Life in the Shtetls of Europe

In the Pale of Settlement, Jews had a peculiar situationĀ  to face, there were extremely low numbers of Jews involved in agriculture compared to non-Jews, low numbers involved in heavy industry, which gained momentum as Russia entered its industrial revolution, and there was a decline in Jewish mercantilism.

Life in the Sunday Jew Market, Moscow, Russia. William H. Rau. Courtesy of Library of Congress.

All of these factors contributed to an overwhelming number of Jewish skilled workers or artisans, and the Pale was extremely overpopulated, by having the Tsars continually relocate more people into a smaller area, and having a lower death rate than most of Russia. The Pale wasn’t the center of economic change that it needed to be, and 37% of people were involved in artisanal work, and 49 percent of those were involved in some form of needlework, mostly tailoring. The “Jewish industrial revolution” that tried to take hold was often backwards and technologically incompetant, with only 28 workers per factory to Russia’s 43, and only 27 percent of those “factories” were mechanized.

Jewish Paper Shop, Frank Carpenter Collection

In the Pale of Settlement, Jewish women found themselves in a position of power unheard of in a patriarchal society. Young Jewish girls worked while they were young and single, contributing to the economy of the shtetl or town they lived in, and would often hand their entire paycheck over to their mother, who made the major economic decisions for the family.

Being able to support a scholar of a husband was extremely respected and a quote from the time period reflects this, “The wife acted as a legitimate symbol of the female breadwinner for the masses of east European Jews.

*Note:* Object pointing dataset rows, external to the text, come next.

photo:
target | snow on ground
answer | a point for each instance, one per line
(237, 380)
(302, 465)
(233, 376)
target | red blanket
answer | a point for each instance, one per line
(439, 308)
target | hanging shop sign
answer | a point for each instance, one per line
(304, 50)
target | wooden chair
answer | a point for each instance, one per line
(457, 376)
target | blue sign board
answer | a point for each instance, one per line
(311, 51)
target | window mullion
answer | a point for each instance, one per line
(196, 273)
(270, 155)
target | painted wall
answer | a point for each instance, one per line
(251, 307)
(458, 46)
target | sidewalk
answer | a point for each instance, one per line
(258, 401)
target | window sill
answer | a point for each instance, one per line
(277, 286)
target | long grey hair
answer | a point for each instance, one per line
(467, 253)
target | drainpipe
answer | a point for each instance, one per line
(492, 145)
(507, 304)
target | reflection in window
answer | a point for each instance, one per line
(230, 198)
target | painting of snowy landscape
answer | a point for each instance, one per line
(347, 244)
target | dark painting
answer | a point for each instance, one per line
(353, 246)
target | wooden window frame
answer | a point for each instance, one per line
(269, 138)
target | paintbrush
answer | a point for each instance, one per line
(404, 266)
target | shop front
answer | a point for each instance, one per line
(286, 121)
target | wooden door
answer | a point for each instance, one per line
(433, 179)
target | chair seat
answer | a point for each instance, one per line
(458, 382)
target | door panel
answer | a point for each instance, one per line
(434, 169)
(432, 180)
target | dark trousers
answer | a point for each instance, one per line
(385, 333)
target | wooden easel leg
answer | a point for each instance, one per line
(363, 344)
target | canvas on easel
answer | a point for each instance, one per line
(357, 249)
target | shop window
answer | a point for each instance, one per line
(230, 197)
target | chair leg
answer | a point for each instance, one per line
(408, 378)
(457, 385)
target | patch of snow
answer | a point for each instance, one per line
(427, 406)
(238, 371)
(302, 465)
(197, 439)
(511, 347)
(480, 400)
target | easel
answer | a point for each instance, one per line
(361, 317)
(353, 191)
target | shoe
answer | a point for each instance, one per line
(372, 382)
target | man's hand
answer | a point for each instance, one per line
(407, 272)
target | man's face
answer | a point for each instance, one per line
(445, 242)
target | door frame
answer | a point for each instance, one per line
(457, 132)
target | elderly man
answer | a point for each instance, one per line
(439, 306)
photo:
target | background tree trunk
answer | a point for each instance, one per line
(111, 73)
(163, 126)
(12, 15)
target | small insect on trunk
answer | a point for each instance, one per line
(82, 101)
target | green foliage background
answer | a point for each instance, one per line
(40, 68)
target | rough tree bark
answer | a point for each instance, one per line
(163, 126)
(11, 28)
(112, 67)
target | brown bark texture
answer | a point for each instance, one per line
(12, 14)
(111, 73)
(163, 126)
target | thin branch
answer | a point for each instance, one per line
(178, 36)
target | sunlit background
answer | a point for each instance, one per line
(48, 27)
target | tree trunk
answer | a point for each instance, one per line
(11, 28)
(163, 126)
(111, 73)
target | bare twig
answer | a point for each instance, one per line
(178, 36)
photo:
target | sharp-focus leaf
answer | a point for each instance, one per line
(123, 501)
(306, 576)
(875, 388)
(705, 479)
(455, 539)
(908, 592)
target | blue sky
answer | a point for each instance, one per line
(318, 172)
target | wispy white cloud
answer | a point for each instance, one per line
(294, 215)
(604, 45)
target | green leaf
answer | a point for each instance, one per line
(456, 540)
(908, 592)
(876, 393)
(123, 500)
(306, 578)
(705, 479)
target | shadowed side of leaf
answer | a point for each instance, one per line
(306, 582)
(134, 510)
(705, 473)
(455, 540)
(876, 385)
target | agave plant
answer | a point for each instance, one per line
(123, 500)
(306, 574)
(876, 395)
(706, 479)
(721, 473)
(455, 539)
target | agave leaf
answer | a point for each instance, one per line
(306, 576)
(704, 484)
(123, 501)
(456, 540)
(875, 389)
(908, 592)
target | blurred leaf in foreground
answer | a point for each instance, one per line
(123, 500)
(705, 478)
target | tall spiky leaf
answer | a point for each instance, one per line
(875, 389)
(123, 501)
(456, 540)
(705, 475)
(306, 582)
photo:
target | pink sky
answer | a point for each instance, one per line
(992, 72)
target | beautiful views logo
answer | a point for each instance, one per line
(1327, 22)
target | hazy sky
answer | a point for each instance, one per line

If the scholars wife worked, why not the merchants, the trader’s, the watchmaker’s, or the tailor’s?”

Women typically found work until they were married, it was seen as temporary, and they were often drawn to artisan shops where they made small goods like matches or cigarettes. Once they were married, Jewish women continued to work inside their often, using their needlework skills to make dresses and other garments, sometimes selling them to a contractor to bring in extra money.

Some chose to run a stall selling household wares, or worked in a shop owned by the family, selling food and other goods. This allowed the wife to become very knowledgeable of the market, spoke the local languages better than their learned husbands, and developed a reputation for being aggressive and shrewd businesswomen. Running a store was believed to be part of the gender role of women at the time, an extension of mothering, being able to run to their kitchen in the back of the shop and back again while she worked. The wife managed the families budget, the sons and husband turned over a better portion of their paycheck to her, her daughters gave up the entirety of theirs.